Let $W_t,t\geq 0$ be a Brownian motion start from zero and $\tau$ a stopping time. For what kinds of $\tau$, $W_{t \wedge \tau}$ is not a markov process?
I have considered choices of constant stopping time, like $\tau=1$; and the hitting time, but they do not work well.
Example: How about $\tau:=\inf\{t>T_1: W_t=0\}$, where $T_1:=\inf\{t>0: W_t = 1\}$. In words, $\tau$ is the time of first return to state $0$ after the first visit to state 1.
The process $X_t:=W_{t\wedge\tau}$ is certainly not a strong Markov process because state $0$ turns into a trap after the first visit to state $1$. It's not even a simple Markov process because for a bounded measurable $f$ and $0<s<t$, $$ E[f(X_t)\mid\mathcal F^X_s]=1_{\{\tau\le s\}} f(0)+1_{\{\tau>s\}}h(X_s,t-s), $$ where $h(x,u):=E^x[f(W_{u\wedge T_0})]$, $T_0$ is the hitting time of $0$ by $W$, and $E^x$ is expectation relative to the Brownian motion started at $x$. The above display shows that the conditional distribution of $X_t$, given the history up to time $s$, depends not just on $X_s$ but also on the event $\{\tau\le s\}$.

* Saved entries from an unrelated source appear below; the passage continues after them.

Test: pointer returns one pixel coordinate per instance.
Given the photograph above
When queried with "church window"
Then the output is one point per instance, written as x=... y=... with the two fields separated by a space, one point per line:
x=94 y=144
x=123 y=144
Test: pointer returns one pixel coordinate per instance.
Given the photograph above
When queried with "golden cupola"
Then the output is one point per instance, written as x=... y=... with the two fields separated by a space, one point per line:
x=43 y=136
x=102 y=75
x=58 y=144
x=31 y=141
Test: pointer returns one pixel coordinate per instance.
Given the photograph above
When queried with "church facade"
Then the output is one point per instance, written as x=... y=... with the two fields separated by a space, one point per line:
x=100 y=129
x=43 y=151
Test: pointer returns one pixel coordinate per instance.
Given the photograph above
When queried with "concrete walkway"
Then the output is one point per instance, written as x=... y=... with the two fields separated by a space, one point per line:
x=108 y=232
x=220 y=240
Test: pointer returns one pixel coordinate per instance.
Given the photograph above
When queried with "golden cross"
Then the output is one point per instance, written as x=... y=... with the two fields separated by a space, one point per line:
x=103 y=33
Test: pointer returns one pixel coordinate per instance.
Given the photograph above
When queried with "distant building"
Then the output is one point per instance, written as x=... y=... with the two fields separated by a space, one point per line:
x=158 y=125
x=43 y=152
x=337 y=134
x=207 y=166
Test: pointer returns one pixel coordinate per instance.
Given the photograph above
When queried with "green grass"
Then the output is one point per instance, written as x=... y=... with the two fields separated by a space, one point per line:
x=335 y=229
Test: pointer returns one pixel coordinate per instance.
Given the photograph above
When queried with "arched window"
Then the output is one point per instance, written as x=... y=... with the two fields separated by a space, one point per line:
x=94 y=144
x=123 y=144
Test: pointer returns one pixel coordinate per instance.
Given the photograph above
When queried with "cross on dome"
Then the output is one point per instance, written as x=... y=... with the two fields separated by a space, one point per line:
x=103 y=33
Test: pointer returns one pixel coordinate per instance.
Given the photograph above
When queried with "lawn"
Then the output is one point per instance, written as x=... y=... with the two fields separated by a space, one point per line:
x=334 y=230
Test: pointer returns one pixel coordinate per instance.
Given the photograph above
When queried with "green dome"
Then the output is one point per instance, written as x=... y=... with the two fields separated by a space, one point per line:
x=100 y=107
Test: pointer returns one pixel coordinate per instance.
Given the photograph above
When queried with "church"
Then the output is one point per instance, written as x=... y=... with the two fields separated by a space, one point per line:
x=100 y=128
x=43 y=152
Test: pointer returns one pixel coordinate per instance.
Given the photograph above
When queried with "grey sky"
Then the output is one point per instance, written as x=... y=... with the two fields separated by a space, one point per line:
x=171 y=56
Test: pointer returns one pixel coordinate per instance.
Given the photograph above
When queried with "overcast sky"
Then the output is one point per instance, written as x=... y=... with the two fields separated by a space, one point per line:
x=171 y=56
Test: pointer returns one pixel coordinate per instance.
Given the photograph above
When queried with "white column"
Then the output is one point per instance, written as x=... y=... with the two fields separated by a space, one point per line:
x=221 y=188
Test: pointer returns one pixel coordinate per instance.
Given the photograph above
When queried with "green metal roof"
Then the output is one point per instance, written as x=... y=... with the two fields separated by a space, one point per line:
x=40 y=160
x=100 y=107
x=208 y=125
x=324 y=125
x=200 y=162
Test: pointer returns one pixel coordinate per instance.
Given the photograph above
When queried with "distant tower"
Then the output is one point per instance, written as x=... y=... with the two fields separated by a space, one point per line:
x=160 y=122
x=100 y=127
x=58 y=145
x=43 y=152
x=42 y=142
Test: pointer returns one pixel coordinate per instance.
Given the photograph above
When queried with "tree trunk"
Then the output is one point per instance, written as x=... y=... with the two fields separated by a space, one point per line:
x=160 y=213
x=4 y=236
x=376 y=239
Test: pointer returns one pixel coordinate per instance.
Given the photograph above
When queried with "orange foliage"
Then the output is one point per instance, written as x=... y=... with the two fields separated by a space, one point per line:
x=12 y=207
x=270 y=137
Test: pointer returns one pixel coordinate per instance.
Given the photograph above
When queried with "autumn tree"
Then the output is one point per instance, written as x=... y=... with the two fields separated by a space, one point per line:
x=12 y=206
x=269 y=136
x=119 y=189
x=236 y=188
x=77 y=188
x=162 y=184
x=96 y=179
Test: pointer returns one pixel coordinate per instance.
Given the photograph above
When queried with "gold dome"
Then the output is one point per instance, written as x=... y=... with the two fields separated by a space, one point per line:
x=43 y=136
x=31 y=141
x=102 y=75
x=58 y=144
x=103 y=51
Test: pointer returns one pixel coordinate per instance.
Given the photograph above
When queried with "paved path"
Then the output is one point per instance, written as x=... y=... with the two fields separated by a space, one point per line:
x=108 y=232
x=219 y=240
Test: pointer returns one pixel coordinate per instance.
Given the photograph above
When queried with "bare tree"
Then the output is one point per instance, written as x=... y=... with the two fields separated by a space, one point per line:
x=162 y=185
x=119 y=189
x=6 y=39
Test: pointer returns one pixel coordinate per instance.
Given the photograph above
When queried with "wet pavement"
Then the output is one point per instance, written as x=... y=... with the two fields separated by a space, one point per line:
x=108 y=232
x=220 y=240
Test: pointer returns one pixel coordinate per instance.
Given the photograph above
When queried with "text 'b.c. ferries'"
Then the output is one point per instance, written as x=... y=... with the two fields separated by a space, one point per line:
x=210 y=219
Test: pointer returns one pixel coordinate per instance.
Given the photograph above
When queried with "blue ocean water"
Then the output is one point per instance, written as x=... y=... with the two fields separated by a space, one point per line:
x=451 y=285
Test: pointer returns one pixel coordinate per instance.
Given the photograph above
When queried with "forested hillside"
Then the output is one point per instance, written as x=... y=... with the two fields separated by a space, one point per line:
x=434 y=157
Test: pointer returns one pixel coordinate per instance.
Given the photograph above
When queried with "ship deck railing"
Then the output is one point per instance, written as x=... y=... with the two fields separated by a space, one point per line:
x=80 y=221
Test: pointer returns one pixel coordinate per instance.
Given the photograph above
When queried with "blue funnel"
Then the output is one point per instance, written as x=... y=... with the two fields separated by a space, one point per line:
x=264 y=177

A stopping time $T$ of $W$ is called a terminal time if $T(\omega)=t+T(\theta_t\omega)$ for all $\omega$ in the event $\{t<T\}$, for each $t\ge 0$. Here $\theta_t$ is the shift operator acting on the sample space of the Brownian motion by $W_u(\theta_t\omega) = W_{u+t}(\omega)$. A hitting time like $T_A:=\inf\{t>0:W_t\in A\}$ is a terminal time. If $T$ is a terminal time then the stopped process $W_{t\wedge T}$ will be a Markov process.